What about streetcars interfering with the normal flow of traffic. In Boston part of the Arborway line was abandoned due to the fact that the right of way was a 2 lane city street…where streetcars had there own Right of way they survived.
In most places those trolley buses have also been replaced by buses with internal combustion engines. Toronto may have some. I can’t think of a US city that does but maybe someone knows about such cities.
Dayton OH Seattle,Boston, San Fran.
Thank you, Bonas.
I should have known about Boston because I go there now and again. The other cities I’m not familiar with.
John
Dayton has the oldest system in place and have voted to expand, Seattle has a bus tunnel and so does boston for short way at harvard sq tha require the use of trolley buses and San Fran is part of there Muni system. Toronto abandoned theres in the late 1990s,
Seattle’s bus tunnel does not use trolleybuses at the present time. The consultants insisted that the new light rail system that shares the tunnel be 1500 volts, and so the current buses are hybrid battery-diesels, that use the diesel very sparingly in the tunnel and rely on battery power for acceleration. But the rest of the torlleybus system has expanded, with the Ballard line the most recent conversion. Boston has really two isolated systems, one from Watertown and Waverly to Harvard Square, Cambrdge (full service) and then to North Cambridge on Massachusettes Avenue (sometime service). The other is the line from Logan Airport to South Station which had dual-mode electric and diesel articulated buses and uses the electric mode in the tunnel on the Boston side, but not in the regular vehicular tunnel under the harbor shared with regular traffic.

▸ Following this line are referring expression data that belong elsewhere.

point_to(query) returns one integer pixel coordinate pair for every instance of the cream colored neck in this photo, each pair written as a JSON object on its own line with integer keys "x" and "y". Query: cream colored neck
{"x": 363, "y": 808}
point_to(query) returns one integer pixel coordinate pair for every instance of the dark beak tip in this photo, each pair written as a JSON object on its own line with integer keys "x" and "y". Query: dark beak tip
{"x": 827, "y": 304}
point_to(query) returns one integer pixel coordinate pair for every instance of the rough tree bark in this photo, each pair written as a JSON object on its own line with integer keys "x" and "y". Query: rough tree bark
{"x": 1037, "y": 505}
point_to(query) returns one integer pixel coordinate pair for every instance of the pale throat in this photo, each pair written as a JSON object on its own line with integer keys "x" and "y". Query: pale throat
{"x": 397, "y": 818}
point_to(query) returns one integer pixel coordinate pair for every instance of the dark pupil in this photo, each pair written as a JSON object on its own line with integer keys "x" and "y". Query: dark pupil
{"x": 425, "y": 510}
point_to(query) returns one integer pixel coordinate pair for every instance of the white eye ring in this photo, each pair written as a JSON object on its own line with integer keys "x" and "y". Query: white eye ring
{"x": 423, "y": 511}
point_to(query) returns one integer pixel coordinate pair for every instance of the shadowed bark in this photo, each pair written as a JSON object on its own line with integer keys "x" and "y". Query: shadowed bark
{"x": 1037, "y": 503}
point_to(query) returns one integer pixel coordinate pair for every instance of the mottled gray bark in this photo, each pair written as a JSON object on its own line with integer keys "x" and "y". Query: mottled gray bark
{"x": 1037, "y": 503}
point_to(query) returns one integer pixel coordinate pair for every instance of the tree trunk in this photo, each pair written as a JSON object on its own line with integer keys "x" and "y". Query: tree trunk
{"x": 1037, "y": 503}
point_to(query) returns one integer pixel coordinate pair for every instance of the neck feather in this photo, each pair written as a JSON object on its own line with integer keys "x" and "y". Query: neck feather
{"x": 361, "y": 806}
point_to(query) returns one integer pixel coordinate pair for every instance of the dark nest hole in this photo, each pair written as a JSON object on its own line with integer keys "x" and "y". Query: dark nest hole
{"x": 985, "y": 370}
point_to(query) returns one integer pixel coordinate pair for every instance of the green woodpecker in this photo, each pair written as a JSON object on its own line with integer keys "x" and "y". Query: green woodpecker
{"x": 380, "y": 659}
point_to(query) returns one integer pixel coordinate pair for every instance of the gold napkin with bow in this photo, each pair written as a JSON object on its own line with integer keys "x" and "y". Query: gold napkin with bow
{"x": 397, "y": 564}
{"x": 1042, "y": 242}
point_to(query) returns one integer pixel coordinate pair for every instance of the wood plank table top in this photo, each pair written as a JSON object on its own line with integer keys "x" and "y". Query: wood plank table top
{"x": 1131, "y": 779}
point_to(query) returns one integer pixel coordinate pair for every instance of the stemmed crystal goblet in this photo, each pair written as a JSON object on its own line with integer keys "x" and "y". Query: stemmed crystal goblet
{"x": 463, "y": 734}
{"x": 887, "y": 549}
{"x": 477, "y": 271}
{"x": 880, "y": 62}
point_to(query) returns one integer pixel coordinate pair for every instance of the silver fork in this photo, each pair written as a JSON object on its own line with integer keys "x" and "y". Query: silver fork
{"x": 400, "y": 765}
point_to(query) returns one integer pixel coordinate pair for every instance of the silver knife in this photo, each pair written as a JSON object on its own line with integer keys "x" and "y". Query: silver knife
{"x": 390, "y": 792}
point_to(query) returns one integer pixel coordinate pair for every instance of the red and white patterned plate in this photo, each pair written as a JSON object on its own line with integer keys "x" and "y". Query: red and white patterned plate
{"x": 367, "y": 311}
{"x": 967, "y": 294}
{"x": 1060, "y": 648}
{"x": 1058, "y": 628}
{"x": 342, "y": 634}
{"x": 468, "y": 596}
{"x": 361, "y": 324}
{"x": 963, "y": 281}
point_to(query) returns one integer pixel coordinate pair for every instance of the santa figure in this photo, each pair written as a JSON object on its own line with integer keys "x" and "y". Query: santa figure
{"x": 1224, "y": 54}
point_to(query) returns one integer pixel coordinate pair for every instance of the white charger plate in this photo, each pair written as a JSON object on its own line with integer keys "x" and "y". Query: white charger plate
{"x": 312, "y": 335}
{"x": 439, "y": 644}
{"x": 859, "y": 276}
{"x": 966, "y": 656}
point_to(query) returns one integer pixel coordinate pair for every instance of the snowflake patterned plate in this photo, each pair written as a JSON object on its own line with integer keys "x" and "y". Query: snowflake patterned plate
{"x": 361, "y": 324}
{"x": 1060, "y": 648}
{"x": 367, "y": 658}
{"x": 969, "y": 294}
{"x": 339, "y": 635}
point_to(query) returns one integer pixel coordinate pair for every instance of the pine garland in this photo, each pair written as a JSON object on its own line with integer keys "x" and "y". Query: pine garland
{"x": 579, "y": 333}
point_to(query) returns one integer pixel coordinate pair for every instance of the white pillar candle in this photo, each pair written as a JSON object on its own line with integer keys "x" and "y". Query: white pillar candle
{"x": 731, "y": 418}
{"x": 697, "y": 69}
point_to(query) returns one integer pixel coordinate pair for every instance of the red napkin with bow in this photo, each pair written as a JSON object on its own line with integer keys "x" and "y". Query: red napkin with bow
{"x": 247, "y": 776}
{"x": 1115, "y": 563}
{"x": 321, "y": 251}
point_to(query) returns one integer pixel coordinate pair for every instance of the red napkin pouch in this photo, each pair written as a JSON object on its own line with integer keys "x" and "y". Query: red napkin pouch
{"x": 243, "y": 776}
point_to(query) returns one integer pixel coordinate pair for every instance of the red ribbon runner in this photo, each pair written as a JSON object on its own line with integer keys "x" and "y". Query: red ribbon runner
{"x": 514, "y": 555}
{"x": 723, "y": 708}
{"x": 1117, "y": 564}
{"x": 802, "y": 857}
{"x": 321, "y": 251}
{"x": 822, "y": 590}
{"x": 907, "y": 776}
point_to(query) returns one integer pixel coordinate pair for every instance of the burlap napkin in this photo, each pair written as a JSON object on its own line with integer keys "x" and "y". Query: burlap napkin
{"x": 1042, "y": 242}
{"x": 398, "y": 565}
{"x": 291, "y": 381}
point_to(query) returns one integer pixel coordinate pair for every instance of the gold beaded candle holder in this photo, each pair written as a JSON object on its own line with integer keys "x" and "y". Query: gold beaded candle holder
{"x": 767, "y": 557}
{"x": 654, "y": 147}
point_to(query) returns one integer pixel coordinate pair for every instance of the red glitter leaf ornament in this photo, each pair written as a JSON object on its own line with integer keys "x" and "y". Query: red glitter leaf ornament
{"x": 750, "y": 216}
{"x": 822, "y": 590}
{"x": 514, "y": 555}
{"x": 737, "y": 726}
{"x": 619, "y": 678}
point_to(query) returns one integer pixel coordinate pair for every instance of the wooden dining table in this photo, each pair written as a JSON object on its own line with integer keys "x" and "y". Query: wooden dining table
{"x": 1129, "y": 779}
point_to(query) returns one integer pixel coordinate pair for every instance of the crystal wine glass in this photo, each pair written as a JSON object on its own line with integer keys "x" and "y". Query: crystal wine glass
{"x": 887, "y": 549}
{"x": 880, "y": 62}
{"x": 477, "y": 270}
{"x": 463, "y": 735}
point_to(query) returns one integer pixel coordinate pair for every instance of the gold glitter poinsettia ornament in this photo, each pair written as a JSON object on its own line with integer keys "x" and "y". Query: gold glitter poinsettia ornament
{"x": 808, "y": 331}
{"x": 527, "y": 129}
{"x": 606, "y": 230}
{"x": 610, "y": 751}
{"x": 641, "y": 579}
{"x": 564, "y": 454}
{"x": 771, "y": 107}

Dayton seems to have trolley buses.
Stilll does. So: Dayton, San Francisco, Cambridge and Boston, and Seattle
Question: Why is that in-street streetcar routes in Europe don’t seem to present a traffic-interference problem (beyond what buses cause) than we seem to think they would here? Auto traffic there is quite heavy.
One of our European friends could probably answer this better than I can, but I suppose the easiest answer is that unlike here in the US the streetcar lines never went away, so, auto and bus traffic in Europe has had to adapt itself to the existing city streetcar lines. Here in the US we’d be reinventing the wheel, for lack of a better term, and streetcars would have to adapt themselves to car and bus traffic. A sticky situation with no easy answers.
The automobile is not KING in Europe, in general. Transit passengers are just or even more important. Ditto in Toronto and now in San Francisco.
For those who do not believe that utility relocation is a problem. ---- Atlanta reports that tey have to deal with 13 different utility companies some which are not readioly accessible.